Kırk yıl süren bir yolculuk. Ken’ân İli, (8) Yakûb Aleyhisselâm’ın memleketidir. Ken’ân diyârının en büyük şehirleri, Erihâ, Nablüs ve Kudüs ol­du­ğundan hemen karşılarına gelen Erîha şeh­rine doğru gittiler. (9) Mısır’ı fetheden, Yûşâ Aleyhisselâm ile Kâlib bin Yuknâ kuman­da­sındaki iki tevhid ordusunun dönmesi üzerine Musa Aleyhisselâm, İsrâil Oğullarına Ken’ân ille­rine doğru hareket etme emrini verdi. Ken’ân illeri, mukaddes topraklar. Musa Aleyhisselâm o mukaddes topraklara yerleşme emrini al­mıştı. Fakat buraları o zaman Amâlika kabilele­rinden bir takım zor­baların elinde olup onları oradan çarpışarak çıkarmak gerekiyordu. (10) Ken’ân iline Cebbâr bir kavim olan Amalikâ kâfirleri yerleşmişti. Mukaddes topraklara, ana yurdu ve baba ocağına girebilmek için hiç şüphesiz Amâlika’lılar ile sa­vaşmak gerekiyordu. Musa Aleyhisselâm, Filistin’deki bu Cebbârlar deni­len Amalika kâfirlerinin hallerini araştırmak için, İsrâil Oğullarından ve içlerinde Yûşâ Aleyhisselâm ile Hazret-i Kâlib’in bulunduğu on iki kabilenin temsilcilerin­den meydana gelen bir keşif kolu gönderdi. Bunlar gidip düşmanın kuvvet ve kalabalığını yerinde görecek ve araştıracaklardı. Amâlika’lılardan gördüklerini dönüp Musa Aleyhisselâm’a an­lattılar. Musa Aleyhisselâm, taktik ge­reği, görüp işittiklerini halka anlat­mamalarını istedi. Yûşâ Aleyhisselâm ile Hazret-i Kâlib dışında diğer görevliler gördüklerini halka anlattılar. Asırlarca esâret ve zulüm altına yaşayan İsrâil oğullarının millî duyguları körleşmişti. Şuursuz ve ruh­suz bir toplum haline gelmiş­lerdi. Tembel, yorgun ve bitkin bir insan portresini çizen Yahudîler, endişeye kapıldılar. Korktular. Musa Aleyhisselâm, savaş için almış olduğu ilâhî emri kendile­rine tebliğ ettiği zaman, Yahudîler, mukad­des yurtları için olsa bile savaşamayacaklarını şöyle dile getirdiler:

-“Ey Musa! Orada cebbâr bir kavim var. Biz on­larla nasıl baş edebiliriz? Sonra halimiz ne olur? Sen git, Rabbinle beraber orada savaş. Biz burada oturup sizi bekliyeceğiz,” (11)

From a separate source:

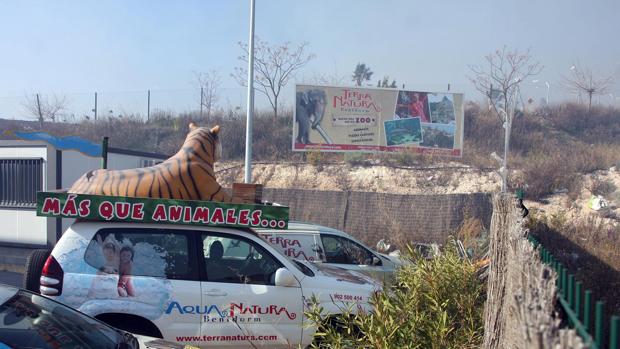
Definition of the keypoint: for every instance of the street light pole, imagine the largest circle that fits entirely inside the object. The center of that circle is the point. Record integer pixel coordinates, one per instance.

YAHUDİLER SALİH İNSANLARI TAŞLADI

Yûşâ Aleyhisselâm, hayretle Yahudîlere baktı. Yahudîler, Allah’ın emirlerine karşı geliyordu. Peygamberlerini dinlemiyorlardı. Yahudîler, kendileri için, her türlü tehlikeyi göze alan peygam­berlerine saldırmak üzereydiler. Yûşâ Aleyhisselâm, oracıkta bulunan büyükçe bir kayanın üze­rine çıktı. Müzzafer bir komutanın edası ve gür sesiyle seslendi:

-“Yahudîler!”

Yahudîler, Musa Aleyhisselâm’ı bırakıp, Yûşâ Aleyhisselâm’a döndüler. Yûşâ Aleyhisselâm, sözlerine devâm etti:

-“Zâlimlerin üzerine kapıdan girin. Oraya bir kere gir­diniz mi? (savaşa bir başladınız mı?) artık muhakkak gâlipsiniz (zafer sizindir). Eğer mü’minler iseniz Allâh’a tevekkül edin (O elbette sizi başarıya ulaştıracaktır). (12) O anda Kâlib Aleyhisselâm’da topluluğun içinden çı­kıp, Yûşâ Aleyhisselâm’ın yanına geldi. Gür sesiyle ba­ğırdı:

-“Ben de Yûşâ Aleyhisselâm’ın sözlerini tasdik ediyo­rum. Korkmayın, şehre girin, düşmanlara saldırın, Allaha tevekkül edin. O sizlere yardım edecektir,” dedi. Yûşâ Aleyhisselâm, sözlerine devam etti.

–“Korkmayın! Allâh’a tevekkül edin! Allâh sizleri, Fira­vun’un zulmünden kurtardı. Denizde sizlere on iki yol açtı. O sizi burada yal­nız bırakmayacaktır.”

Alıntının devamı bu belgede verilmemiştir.